At the end of the day, however, the problem is that average and median sales prices here far outstripped incomes, whatever temporary supply bottlenecks existed to support prices for an instant. In China, many central city areas, from what I have read, are priced at 14x median incomes. California, at the peak, was about 8-10x before declining approximately 40%. It may still decline further. Housing prices must necessarily be a function of incomes in the long run, whatever short term trends may distort them. This is similar to how stock prices must conform to earnings eventually as they are supposed to represent the value of a company. Asset prices cannot remain entirely detached from their underlying determinants for long ("long" meaning more than several years).

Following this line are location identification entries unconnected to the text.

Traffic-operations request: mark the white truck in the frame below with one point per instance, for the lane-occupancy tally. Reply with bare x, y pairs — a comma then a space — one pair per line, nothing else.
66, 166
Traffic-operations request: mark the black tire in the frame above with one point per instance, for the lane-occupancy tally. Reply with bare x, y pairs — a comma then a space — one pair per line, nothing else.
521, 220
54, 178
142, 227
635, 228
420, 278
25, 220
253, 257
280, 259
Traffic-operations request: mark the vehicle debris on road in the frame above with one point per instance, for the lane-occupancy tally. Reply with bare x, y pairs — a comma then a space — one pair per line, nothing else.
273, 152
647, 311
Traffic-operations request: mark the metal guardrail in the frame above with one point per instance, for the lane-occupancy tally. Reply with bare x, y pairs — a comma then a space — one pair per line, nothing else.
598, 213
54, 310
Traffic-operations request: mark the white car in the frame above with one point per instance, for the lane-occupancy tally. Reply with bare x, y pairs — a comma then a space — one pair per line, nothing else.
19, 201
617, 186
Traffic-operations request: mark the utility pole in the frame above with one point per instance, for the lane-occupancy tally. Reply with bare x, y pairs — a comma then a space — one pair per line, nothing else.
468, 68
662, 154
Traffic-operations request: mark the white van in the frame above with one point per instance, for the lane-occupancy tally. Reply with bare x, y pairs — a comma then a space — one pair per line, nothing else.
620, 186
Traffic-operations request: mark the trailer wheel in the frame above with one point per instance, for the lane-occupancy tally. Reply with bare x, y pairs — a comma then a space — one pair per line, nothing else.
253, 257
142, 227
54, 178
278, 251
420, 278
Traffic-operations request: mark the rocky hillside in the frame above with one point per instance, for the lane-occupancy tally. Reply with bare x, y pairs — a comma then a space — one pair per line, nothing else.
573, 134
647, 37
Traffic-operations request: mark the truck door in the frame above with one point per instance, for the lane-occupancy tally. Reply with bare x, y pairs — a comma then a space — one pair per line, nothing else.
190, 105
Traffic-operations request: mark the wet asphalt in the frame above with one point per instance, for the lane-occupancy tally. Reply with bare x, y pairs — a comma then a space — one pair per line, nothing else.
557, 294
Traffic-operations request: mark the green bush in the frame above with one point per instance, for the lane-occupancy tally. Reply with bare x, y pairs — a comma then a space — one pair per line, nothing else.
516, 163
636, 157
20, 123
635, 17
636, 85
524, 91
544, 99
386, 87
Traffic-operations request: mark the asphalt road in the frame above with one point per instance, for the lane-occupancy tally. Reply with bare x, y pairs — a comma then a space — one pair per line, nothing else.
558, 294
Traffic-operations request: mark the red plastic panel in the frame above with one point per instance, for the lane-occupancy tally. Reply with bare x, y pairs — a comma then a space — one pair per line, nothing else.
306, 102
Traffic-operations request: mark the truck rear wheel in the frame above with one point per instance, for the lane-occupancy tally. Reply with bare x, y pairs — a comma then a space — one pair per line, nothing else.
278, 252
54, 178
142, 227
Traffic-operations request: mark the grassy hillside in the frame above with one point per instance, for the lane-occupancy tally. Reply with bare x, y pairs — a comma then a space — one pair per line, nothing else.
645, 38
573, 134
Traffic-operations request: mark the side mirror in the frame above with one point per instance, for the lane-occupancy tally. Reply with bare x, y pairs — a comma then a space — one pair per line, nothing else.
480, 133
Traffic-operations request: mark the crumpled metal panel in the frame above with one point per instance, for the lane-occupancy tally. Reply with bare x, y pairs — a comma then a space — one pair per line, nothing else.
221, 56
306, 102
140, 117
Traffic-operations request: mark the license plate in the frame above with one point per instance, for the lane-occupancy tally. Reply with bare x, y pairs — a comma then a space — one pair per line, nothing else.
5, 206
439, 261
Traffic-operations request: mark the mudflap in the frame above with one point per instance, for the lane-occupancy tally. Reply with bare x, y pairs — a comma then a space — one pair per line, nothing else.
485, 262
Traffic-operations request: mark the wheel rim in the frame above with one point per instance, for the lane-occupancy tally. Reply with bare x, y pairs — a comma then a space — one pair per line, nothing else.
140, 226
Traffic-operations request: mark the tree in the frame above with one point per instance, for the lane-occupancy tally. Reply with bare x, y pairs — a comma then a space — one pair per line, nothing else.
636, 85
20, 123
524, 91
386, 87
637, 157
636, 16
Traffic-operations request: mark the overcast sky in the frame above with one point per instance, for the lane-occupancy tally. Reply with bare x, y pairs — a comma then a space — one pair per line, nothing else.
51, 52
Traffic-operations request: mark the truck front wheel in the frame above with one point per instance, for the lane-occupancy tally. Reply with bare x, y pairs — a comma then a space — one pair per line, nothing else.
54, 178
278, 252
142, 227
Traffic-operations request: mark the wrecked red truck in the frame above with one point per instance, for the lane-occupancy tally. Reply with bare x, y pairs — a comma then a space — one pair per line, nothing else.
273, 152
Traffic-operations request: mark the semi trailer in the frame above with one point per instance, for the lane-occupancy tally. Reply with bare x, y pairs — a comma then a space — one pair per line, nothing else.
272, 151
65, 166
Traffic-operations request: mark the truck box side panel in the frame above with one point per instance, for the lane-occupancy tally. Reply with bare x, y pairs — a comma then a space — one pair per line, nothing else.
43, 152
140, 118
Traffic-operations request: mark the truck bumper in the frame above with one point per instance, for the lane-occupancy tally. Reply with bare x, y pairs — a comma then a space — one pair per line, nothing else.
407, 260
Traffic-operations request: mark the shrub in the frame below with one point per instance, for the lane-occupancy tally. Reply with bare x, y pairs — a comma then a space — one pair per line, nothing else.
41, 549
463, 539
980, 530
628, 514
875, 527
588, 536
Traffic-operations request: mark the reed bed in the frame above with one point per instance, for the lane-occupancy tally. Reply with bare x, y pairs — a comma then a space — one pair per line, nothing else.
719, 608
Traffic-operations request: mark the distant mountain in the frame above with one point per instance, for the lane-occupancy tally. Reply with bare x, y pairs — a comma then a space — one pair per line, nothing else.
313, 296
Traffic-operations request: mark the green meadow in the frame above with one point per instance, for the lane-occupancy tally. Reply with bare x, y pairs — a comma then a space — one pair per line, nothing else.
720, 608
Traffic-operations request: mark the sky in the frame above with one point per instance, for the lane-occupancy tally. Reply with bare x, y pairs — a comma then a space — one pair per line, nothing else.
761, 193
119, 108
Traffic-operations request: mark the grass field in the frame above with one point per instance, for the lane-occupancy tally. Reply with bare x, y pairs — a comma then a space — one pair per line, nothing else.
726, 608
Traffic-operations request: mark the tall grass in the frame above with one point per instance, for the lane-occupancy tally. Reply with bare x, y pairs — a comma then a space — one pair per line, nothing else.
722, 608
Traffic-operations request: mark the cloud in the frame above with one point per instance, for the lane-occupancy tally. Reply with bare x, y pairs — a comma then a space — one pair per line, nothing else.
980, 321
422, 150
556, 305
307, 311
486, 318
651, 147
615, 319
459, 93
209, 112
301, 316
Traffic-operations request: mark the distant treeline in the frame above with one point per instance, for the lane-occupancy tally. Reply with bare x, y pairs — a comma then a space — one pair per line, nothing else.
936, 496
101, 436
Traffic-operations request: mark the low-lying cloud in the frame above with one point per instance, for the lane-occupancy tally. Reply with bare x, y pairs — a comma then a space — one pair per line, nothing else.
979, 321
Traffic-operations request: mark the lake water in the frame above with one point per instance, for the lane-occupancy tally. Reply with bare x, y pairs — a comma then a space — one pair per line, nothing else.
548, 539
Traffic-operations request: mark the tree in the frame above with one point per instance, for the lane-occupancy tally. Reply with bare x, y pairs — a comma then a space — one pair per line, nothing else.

Sometimes, I think analysts forget that asset prices cannot rise independent of their determinants in the long run. This is why they fall victim to bubbles so frequently. This is part of the reason that asset managers do not truly "create" wealth. In the end, it works out to be closer to a wealth transfer. In the case of China, incomes are rising, people are moving toward the cities, and financing has been plentiful. Against the backdrop of squeezed supplies, yes, prices can rise exponentially in the short run. However, the high prices will bring more supply onto the market and they will also sap demand. In time, financing too will ease as overlending will lead to higher default rates. At that juncture, prices will drop to a level more supported by the fundamentals.
It is odd that a man generally as bearish as Stephen Roach is would fall victim to the sort of arguments that the National Association of Realtors used back in 2005. It could be that he is talking the book of Morgan Stanley in China, but I don't want to make that accusation without evidence. In any case, this bears watching.